01:22:40.400Well, so, you know, that's an interesting thing.
01:22:42.080So men are different in the sense that, you know, you can still, you know, produce sperm later into your years, whereas, you know, women have menopause and there's a hard stop.
01:22:53.540But I'm not an expert in this, but it is my understanding that there are some things that are more likely to occur with older paternal age.
01:23:04.000And it's not something I know a lot of the details about.
01:23:08.400I heard you talk on the Huberman podcast about having traits which we often think are genetic, but that are actually attributed to early life experiences.
01:23:21.400Can you talk a little bit more about that?
01:23:23.460There's a really interesting one of these that was discovered in World War II.
01:23:31.060So early in World War II, the Japanese army was just rolling through Asia, right?
01:23:36.180You know, they rolled through China and British, Malaysia and Singapore and Burma and, you know, they were up to the edge of India and just nobody could stop them.
01:23:46.100They were just a machine, but like not everything was perfect.
01:23:51.120And part of the problem was that a lot of the Japanese soldiers were having heat stroke.
01:23:57.260You know, it was hot there in the tropics where they were fighting and they were just keeling over with heat stroke.
01:24:03.120And so the doctors in the Japanese armies were looking into this because it was going to be a problem.
01:24:09.100They said, oh, well, the soldiers that are having the problem with heat stroke are more likely to come from northern Japan.
01:24:19.020You know, Japan is oriented north to south.
01:24:21.540The island, the most northern island, Hokkaido, is pretty chilly.
01:24:32.360It's like San Diego to, you know, Seattle or something like that, right?

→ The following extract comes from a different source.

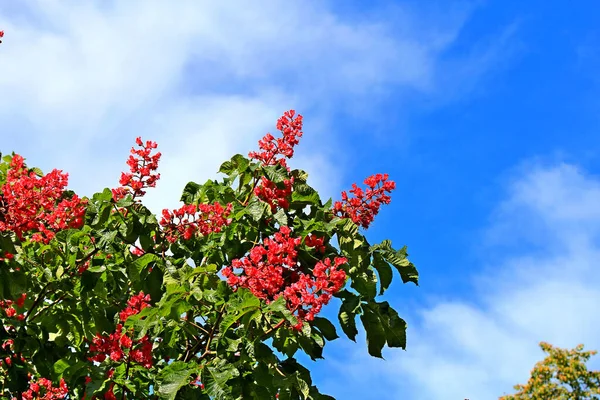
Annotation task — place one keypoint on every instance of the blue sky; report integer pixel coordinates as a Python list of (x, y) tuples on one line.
[(485, 113)]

01:24:36.760And so they said, well, the people who come from the north, they're the ones who are having the problem with hot weather.
01:24:41.140And you might think, oh, well, I know how that happened.

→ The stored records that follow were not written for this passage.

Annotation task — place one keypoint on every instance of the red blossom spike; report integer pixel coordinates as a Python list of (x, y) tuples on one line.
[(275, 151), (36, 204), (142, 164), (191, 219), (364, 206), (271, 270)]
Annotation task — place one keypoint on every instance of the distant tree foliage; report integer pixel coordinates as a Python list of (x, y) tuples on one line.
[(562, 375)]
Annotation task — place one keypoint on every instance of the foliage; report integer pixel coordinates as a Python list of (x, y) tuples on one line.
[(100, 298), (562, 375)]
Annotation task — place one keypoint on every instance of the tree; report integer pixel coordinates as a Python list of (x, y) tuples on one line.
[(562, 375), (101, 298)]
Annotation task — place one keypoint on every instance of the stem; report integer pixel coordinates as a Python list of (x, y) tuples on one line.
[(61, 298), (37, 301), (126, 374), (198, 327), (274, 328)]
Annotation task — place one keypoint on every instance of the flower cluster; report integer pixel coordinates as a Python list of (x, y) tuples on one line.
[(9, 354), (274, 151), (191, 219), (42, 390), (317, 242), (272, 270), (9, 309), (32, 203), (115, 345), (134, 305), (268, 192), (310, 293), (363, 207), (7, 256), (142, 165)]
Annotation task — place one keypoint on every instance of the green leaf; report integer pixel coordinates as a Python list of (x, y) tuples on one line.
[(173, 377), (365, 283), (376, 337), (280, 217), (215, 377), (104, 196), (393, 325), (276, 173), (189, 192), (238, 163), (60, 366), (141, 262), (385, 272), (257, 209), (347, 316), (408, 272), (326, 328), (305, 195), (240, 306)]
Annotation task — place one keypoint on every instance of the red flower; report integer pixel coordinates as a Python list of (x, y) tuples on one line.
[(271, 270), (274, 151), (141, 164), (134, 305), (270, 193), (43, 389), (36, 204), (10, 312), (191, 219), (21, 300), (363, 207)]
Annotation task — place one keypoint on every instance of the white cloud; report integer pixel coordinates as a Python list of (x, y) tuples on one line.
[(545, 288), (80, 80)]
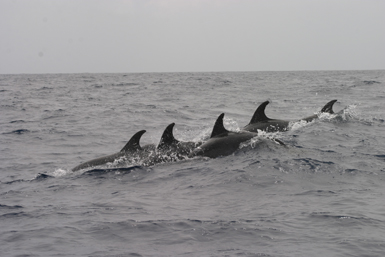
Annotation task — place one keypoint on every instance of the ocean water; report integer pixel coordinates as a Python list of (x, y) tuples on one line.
[(320, 195)]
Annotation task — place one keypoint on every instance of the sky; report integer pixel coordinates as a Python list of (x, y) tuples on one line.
[(124, 36)]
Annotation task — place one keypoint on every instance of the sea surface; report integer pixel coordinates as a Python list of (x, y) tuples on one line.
[(323, 194)]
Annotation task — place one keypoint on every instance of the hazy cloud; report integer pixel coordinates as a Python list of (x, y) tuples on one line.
[(200, 35)]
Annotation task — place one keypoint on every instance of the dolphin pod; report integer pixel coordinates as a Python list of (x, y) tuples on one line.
[(222, 142), (260, 121)]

01:24:44.020You know, they come from families that have been there a long time.
01:24:47.720And then gradually they've evolved to be less good in hot weather because their sweat glands aren't as good.
01:24:57.660And what it is is that we actually all have pretty much the same density of sweat glands.
01:25:03.060But if you come from a hot climate, more of your sweat glands receive nerves from your brain and can get the signal to sweat more when you're hot.
01:25:14.580And it turns out if you come from south Japan, you've got a lot of those sweat glands that get messages from your brain.
01:25:24.300And if you come from north Japan, you've got fewer of them.
01:25:26.920People say, oh, that's just evolution over a long period of time.
01:25:29.820But when they looked into the data a little more carefully, it was really interesting.
01:25:32.740It turns out that if you grew up in southern Japan, even if your parents and your grandparents and all your line before you came from northern Japan, you had lots of innervated sweat glands and you did fine in the heat.
01:25:46.500Or if it went the other way, and let's say you're from an old south Japan family, but your parents moved to north Japan and you grew up there in the first years of your life.
01:25:54.960No, you developed the sweat glands of a northerner and you'd have a problem with the heat.
01:25:59.640So it's something that you would think, oh, that's a genetic thing.
01:26:04.220Like, you know, that got selected for by evolution over many generations.
01:26:08.680But actually, it's a developmental thing.
01:26:11.960It is something that is imprinted upon you in the first years of life and then stays with you through your whole life.
01:26:19.420What are some things that parents could best do to set their children up for neurobiological success?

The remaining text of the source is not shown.